É certo que Dijsselbloem não admitiu mudar o PEC, muito menos mexer uma vírgula no sacrossanto Tratado Orçamental que impõe a cada Governo o cumprimento orçamental com um défice a menos de 3% e a dívida pública abaixo dos 60% do PIB. Por outro lado, as limitações à despesa pública, agora propostas, podem limitar o investimento público, bem como o próprio papel de protecção social do Estado em momentos de crise económica. É, por isso, normal que a mudança seja analisada com cuidado e compreensível a reacção do Governo português. Mas é também verdade que as regras que hoje existem são desrespeitadas e de difícil cumprimento e que a posição do presidente do Eurogrupo apenas tenta trazer um pouco de realidade à ficção sobre o rigor orçamental.

A atitude de abertura de Dijsselbloem incute optimismo em relação ao futuro da União Europeia, quer aos países do sul, que têm sido intervencionados, quer aos que não o foram formalmente mas que vivem crises de dívida pública externa ou interna. Um conjunto de países onde está, é evidente, Portugal, mas também a Grécia, a Espanha e até a Itália, fundadora da União Europeia e uma das suas mais importantes economias. E embora não se anuncie nenhuma revolução nem uma mudança radical na UE, este pode ser mais um sinal de que a ortodoxia está a ser posta em causa devido ao seu irrealismo e inoperacionalidade. Para mais quando a UE tem problemas como o novo patamar dos ataques terroristas ou a crise dos refugiados.
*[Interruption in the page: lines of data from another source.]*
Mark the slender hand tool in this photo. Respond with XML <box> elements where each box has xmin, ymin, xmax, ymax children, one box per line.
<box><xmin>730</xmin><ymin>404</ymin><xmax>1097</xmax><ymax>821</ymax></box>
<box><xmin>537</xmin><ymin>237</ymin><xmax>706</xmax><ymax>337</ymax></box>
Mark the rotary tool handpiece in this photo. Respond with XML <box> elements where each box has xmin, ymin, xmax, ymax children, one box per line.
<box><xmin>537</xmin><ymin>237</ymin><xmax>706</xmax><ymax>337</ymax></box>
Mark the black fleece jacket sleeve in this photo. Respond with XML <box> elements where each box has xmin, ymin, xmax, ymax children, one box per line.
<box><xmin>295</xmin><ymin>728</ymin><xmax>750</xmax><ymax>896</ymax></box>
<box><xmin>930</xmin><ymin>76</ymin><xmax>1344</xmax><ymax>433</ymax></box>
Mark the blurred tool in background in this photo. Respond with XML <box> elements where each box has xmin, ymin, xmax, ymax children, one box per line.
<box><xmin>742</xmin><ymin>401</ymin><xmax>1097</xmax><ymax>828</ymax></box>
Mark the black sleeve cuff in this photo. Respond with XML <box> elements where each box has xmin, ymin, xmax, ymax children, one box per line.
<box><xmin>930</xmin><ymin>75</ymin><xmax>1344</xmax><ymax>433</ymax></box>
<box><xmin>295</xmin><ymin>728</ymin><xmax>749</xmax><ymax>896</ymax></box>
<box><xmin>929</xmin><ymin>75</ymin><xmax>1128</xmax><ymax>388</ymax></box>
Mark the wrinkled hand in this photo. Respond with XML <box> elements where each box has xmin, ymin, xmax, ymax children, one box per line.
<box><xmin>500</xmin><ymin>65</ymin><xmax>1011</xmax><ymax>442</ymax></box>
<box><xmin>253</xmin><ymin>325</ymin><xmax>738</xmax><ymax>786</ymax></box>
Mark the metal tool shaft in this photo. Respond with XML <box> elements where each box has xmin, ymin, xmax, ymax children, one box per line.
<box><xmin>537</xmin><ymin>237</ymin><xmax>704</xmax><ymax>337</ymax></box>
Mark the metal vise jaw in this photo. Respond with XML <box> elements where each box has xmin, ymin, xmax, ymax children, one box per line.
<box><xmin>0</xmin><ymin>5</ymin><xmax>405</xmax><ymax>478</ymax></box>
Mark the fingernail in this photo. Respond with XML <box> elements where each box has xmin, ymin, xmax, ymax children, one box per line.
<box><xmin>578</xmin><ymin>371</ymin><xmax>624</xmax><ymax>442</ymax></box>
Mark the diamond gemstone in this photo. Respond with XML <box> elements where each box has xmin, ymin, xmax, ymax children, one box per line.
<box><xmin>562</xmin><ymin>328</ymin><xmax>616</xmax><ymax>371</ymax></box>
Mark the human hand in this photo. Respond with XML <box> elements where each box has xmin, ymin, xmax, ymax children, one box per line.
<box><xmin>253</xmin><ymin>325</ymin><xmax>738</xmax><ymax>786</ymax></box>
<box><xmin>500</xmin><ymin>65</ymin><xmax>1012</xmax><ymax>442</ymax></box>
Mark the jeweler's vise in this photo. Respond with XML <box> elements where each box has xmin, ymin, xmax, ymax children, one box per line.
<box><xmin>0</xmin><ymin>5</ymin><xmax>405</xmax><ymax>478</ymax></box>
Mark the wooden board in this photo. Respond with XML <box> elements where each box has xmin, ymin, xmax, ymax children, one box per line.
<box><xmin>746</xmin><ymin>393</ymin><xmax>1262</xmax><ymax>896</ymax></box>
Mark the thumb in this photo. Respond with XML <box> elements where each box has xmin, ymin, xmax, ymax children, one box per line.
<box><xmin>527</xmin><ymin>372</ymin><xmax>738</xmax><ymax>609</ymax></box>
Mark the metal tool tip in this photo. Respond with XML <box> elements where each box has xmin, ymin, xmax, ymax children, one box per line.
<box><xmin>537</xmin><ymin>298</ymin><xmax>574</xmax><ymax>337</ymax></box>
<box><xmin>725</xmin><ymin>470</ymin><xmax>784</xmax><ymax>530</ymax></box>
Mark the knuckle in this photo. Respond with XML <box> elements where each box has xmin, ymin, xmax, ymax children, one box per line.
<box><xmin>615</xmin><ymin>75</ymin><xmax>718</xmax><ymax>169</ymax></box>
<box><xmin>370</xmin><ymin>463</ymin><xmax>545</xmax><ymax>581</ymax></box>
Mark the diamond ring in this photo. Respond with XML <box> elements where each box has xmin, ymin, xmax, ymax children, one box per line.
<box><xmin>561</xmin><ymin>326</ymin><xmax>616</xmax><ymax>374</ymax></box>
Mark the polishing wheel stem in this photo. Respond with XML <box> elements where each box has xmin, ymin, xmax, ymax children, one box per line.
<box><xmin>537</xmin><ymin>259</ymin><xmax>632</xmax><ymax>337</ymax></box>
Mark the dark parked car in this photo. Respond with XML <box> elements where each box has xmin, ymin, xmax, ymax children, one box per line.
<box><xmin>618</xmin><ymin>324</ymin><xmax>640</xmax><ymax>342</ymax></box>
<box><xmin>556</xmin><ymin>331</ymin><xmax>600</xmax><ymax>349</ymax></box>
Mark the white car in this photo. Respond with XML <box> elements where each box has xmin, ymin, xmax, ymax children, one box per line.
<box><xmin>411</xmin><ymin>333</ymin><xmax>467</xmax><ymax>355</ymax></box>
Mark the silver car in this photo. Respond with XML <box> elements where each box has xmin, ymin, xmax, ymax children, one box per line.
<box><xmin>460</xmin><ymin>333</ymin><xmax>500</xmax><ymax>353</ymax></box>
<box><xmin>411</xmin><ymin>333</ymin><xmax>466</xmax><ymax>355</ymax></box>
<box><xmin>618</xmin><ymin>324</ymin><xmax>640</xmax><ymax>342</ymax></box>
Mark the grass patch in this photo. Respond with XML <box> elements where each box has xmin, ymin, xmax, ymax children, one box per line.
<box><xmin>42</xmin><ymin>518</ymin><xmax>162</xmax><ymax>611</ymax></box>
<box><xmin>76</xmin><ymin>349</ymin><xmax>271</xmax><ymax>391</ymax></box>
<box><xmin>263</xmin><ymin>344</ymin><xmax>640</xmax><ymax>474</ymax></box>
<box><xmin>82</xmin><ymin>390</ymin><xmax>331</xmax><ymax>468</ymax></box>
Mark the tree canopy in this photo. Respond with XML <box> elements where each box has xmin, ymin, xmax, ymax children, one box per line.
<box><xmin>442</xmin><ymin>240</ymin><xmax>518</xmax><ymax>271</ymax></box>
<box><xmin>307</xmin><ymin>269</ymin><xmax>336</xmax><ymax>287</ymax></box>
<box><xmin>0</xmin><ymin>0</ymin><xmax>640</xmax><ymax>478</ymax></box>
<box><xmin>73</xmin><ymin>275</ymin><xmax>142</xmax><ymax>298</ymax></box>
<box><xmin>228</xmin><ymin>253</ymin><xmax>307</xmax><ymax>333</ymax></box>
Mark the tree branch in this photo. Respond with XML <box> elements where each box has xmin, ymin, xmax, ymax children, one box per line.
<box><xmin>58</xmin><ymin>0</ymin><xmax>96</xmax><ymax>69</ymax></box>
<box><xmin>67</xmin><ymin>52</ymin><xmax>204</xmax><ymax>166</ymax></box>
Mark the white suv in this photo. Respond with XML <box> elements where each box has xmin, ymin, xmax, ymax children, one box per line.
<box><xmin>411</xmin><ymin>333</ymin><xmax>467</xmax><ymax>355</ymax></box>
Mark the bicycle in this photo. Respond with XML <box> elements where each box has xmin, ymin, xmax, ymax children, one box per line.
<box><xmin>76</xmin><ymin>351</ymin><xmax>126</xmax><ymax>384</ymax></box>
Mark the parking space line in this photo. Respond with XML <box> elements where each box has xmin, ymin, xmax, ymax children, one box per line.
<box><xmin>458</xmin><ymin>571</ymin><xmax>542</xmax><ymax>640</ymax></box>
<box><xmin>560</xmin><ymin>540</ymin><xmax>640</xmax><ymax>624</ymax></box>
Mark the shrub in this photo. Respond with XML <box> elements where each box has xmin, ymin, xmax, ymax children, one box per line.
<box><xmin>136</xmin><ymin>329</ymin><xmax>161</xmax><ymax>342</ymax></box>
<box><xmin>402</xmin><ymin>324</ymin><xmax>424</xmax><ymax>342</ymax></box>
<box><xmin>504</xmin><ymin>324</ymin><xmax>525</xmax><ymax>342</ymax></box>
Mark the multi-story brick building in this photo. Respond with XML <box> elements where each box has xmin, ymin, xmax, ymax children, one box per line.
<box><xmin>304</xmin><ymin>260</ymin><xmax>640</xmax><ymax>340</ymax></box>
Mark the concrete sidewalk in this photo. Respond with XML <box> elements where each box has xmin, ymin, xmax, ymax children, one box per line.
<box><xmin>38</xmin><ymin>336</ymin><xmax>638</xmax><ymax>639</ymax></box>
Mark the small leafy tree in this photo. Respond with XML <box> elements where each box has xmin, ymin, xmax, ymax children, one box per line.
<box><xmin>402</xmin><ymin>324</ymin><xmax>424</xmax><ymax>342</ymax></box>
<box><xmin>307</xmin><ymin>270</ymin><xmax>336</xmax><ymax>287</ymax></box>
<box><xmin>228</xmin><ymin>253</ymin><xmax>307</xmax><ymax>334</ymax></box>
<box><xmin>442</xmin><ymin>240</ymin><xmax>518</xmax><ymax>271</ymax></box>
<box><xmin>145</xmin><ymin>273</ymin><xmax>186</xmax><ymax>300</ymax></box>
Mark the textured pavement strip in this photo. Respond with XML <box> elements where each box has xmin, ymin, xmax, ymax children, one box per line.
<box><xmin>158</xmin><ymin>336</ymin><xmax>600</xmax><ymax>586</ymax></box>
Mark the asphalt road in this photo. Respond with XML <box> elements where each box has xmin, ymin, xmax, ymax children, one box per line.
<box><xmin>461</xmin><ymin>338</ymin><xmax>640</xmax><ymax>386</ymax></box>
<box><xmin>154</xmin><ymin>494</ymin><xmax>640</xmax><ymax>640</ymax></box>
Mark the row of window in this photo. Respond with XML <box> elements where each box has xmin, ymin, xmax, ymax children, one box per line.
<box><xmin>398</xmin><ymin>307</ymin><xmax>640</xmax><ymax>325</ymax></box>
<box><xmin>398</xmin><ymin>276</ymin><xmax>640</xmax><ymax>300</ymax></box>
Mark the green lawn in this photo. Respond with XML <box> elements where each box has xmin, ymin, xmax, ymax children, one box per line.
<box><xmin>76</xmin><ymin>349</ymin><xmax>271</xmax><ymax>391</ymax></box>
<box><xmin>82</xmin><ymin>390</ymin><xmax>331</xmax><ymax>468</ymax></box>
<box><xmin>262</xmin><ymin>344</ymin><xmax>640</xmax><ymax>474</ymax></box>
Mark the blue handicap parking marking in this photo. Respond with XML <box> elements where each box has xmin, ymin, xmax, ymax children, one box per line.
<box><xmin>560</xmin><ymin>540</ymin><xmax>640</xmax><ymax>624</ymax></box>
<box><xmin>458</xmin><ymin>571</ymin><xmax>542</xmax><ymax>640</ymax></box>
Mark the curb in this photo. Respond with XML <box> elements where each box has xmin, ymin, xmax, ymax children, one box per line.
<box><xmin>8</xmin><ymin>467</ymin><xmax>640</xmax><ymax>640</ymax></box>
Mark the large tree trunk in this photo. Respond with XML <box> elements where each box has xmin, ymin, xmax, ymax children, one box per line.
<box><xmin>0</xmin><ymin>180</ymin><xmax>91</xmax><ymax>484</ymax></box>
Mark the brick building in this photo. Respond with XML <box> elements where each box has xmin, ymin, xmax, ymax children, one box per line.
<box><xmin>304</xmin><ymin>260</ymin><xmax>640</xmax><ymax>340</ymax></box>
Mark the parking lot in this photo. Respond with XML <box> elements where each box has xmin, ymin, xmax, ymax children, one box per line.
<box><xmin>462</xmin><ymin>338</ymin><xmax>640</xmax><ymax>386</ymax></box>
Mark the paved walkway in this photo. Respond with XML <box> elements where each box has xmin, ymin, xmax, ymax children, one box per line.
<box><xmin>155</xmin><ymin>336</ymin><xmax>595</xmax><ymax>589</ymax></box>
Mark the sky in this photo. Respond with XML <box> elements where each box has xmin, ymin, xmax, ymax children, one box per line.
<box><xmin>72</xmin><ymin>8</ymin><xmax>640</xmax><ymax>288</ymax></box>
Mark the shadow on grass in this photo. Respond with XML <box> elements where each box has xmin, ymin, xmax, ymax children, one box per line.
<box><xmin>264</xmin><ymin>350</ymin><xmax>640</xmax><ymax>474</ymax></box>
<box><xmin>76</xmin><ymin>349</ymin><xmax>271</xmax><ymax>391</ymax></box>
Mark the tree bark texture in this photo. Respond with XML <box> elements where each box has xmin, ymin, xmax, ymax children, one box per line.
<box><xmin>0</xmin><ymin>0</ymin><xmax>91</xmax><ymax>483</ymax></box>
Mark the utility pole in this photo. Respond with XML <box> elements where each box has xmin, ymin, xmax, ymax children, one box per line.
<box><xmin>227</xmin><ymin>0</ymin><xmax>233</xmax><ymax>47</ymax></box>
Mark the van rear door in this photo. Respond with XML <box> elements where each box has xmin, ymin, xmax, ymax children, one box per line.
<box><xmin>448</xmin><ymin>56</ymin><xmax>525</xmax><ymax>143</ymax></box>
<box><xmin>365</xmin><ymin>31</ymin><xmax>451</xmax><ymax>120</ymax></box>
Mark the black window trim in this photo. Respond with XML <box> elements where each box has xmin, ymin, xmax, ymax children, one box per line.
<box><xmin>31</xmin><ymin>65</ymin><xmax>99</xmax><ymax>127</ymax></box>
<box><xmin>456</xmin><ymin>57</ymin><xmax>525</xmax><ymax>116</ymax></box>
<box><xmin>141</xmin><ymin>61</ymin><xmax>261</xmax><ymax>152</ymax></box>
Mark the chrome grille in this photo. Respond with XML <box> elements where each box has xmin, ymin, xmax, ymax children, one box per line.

A abertura à mudança sobre o Tratado Orçamental também não surge do nada. Tem havido um trabalho político dentro da UE. São conhecidas as reuniões de coordenação de estratégia comum dos líderes sociais-democratas e socialistas europeus, alguns dos quais estão à frente dos governos dos respectivos países, como é o caso do primeiro-ministro português, António Costa, do primeiro-ministro italiano, Matteo Renzi e do presidente francês, François Hollande.

E em Março, os ministros das Finanças de Portugal, Espanha, Itália, Letónia, Lituânia, Eslovénia, Eslováquia e a Holanda – através do próprio Dijsselbloem – escreveram à Comissão Europeia pedindo que as previsões orçamentais a que cada Estado-membro está obrigado sejam apenas de dois anos e não de quatro, adoptando assim ao nível nacional o mesmo ciclo bianual que a Comissão Europeia cumpre.

Não é certo que estes sinais de abertura à discussão sobre regras de cumprimento do PEC sejam mais do que fogo-de-vista e que seja consequente a discussão prometida para o Outono. Não há nenhuma garantia nem é possível prever que caminhos vão ser trilhados e o que pode mudar na gestão da UE. Mas é cada vez mais claro que a ortodoxia de Bruxelas é questionada. E que há várias estradas que podem ser percorridas.

Esta admissibilidade de que são possíveis soluções alternativas, de que, em democracia, nada é incontestável e sem escolha, está a fazer a sua escola na Europa. E o trabalho de oposição à ortodoxia de Bruxelas feito pelos líderes socialistas e sociais-democratas é um contributo para fazer crescer correntes a favor do diálogo democrático. Sobretudo, quando esses líderes ocupam o poder governamental e têm um peso real na discussão europeia, tornando evidente a fragilidade das propostas feitas com base na tese de que não há alternativa, nem espaço para o diálogo democrático.

Essa evolução é lenta, mas vai adquirindo novas faces de novos protagonistas. Um dos mais recentes é o Presidente da República, Marcelo Rebelo de Sousa, que no seu primeiro discurso do 25 de Abril fez questão de proclamar: “Felizmente, também, há, no nosso país, neste momento, dois caminhos muito bem definidos e diferenciados quanto à governação, ao modo de se atingir as metas nacionais. Diversos quanto ao papel do Estado na economia e na sociedade. Diversos quanto às prioridades para a criação de riqueza. Diversos quanto ao tempo e ao modo da redistribuição da riqueza. Diversos na filosofia e na prática política. Cada um desses caminhos é plural, mas querendo ser alternativo ao outro. Com lideranças e propostas próprias. Clarificação esta muito salutar e fecunda. A Democracia faz-se de pluralismo, de debate, de alternativa.”

É caso para dizer, bem-vindo à defesa da diversidade e da alternativa, senhor Presidente!